In questo diario del proprio lutto Schmitt racconta come ha vissuto i due anni successivi al decesso della madre, anni in cui il ricordo e la sofferenza si spartiscono il tempo dell’autore con i pressanti impegni letterari e teatrali.

Così troviamo Schmitt in tournée all’estero che istintivamente prende il telefono per annunciare alla madre il successo dello spettacolo, prima di ricordarsi che è morta, o lo vediamo vestire i panni dell’attore in Monsieur Ibrahim e i fiori del Corano mentre ripensa alla prima volta che, bambino, la madre l’ha portato a teatro. Ma i ricordi, si sa, si allargano a macchia d’olio, così riaffiorano gli episodi della sua infanzia che gradualmente l’hanno portato a capire che sarebbe diventato uno scrittore, così ripercorre il difficile rapporto col padre vedendolo sotto un’altra luce, e nel fare questo rivisita il proprio concetto di serenità, di bellezza, di esistenza.


 

Wendy Erskine
DOLCE CASA
(Edizioni di Atlantide – trad. di Federica Bigotti, € 24)

Il problema con le persone come lei, le persone come Kim Cassels, è che pensano di essere qualcosa di speciale“.
La bella Kim Cassels, che cambia uomini e vestiti con disarmante facilità, la misteriosa Inakeen e Mo, che ha appena aperto il proprio salone di bellezza a tema tropicale, la maestra Olga, Barry, eterno commesso di un grande negozio di catena, l’enigmatica rock star decaduta Gil Courtney, sono solo alcuni degli elusivi e indimenticabili personaggi che attraversano le pagine di questo libro davvero unico, bellissimo e spiazzante.
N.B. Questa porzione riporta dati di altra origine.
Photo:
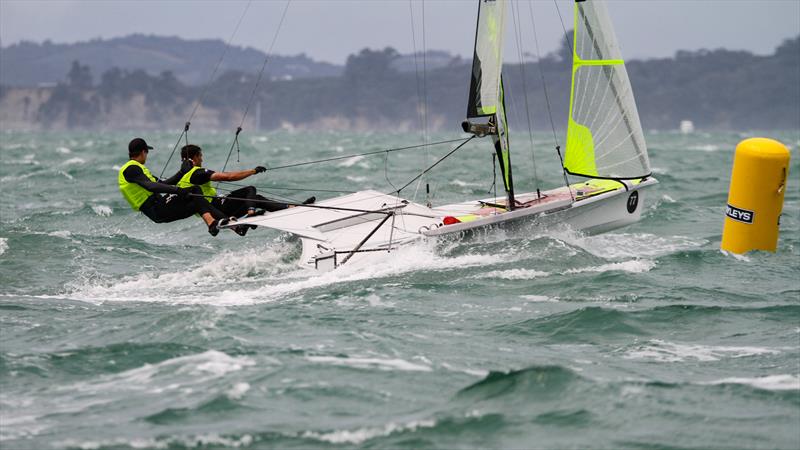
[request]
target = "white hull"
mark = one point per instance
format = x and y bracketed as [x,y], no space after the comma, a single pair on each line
[375,223]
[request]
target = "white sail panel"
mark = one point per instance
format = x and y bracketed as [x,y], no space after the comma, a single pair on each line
[604,135]
[487,62]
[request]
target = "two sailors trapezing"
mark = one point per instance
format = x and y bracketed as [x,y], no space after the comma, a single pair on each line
[189,191]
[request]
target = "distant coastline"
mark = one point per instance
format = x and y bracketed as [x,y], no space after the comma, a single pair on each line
[154,83]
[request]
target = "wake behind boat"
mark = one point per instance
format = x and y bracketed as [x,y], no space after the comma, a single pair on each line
[605,144]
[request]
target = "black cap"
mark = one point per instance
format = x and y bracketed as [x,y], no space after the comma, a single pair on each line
[137,145]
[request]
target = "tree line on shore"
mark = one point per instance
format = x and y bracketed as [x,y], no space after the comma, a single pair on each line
[719,89]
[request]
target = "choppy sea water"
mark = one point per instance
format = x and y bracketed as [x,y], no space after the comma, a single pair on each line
[120,333]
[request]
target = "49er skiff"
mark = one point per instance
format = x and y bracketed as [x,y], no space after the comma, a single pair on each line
[604,143]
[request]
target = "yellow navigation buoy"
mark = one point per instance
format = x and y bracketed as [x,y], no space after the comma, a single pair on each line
[755,198]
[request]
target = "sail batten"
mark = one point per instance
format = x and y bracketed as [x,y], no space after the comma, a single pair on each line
[487,62]
[604,135]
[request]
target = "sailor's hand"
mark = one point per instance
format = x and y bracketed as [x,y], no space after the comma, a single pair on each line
[183,193]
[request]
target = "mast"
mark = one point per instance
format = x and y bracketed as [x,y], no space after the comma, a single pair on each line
[486,87]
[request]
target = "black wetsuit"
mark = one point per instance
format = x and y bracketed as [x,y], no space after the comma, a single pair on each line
[231,205]
[162,209]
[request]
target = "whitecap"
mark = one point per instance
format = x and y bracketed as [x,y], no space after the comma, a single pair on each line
[513,274]
[630,245]
[375,301]
[72,161]
[704,148]
[349,162]
[231,267]
[189,370]
[360,435]
[372,363]
[102,210]
[237,391]
[539,298]
[194,441]
[633,266]
[768,383]
[460,183]
[663,351]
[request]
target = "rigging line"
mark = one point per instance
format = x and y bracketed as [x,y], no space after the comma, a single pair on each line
[416,70]
[434,164]
[541,74]
[219,62]
[566,35]
[280,188]
[255,86]
[335,208]
[375,152]
[425,93]
[518,34]
[266,60]
[207,86]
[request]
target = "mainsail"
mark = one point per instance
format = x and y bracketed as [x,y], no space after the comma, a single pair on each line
[486,87]
[604,135]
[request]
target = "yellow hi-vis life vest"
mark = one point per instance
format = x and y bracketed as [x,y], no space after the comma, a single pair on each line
[208,191]
[133,193]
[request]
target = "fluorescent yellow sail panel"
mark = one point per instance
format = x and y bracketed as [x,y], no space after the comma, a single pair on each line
[604,135]
[580,158]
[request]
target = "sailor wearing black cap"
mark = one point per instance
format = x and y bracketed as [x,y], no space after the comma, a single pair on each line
[142,191]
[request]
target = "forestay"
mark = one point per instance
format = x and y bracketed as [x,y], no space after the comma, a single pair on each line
[486,97]
[604,135]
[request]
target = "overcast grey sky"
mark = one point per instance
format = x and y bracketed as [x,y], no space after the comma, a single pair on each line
[329,30]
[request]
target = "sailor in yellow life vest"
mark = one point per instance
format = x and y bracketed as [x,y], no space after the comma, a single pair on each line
[143,192]
[240,202]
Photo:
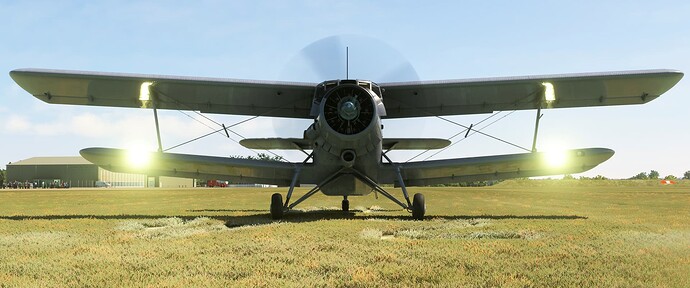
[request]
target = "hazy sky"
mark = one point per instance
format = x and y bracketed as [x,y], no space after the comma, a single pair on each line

Ambientato interamente nella East Belfast dei nostri giorni, Dolce casa ha rivelato il talento di Wendy Erskine, definita unanimemente come una delle migliori scrittrici di short stories della letteratura contemporanea in lingua inglese. I percorsi e le storie dei protagonisti di Dolce casa, si intrecciano, o forse no, tra le strade  e i quartieri di una delle città più tormentate e peculiari d’Europa: leggere i racconti di Wendy Erskine porta il lettore non solo in una Belfast affascinante e sorprendente, ma in un mondo al medesimo tempo familiare e sconosciuto, in cui lo scorrere dei giorni assume improvvisamente una prospettiva nuova e differente e ogni certezza, piccola o grande, viene messa in discussione.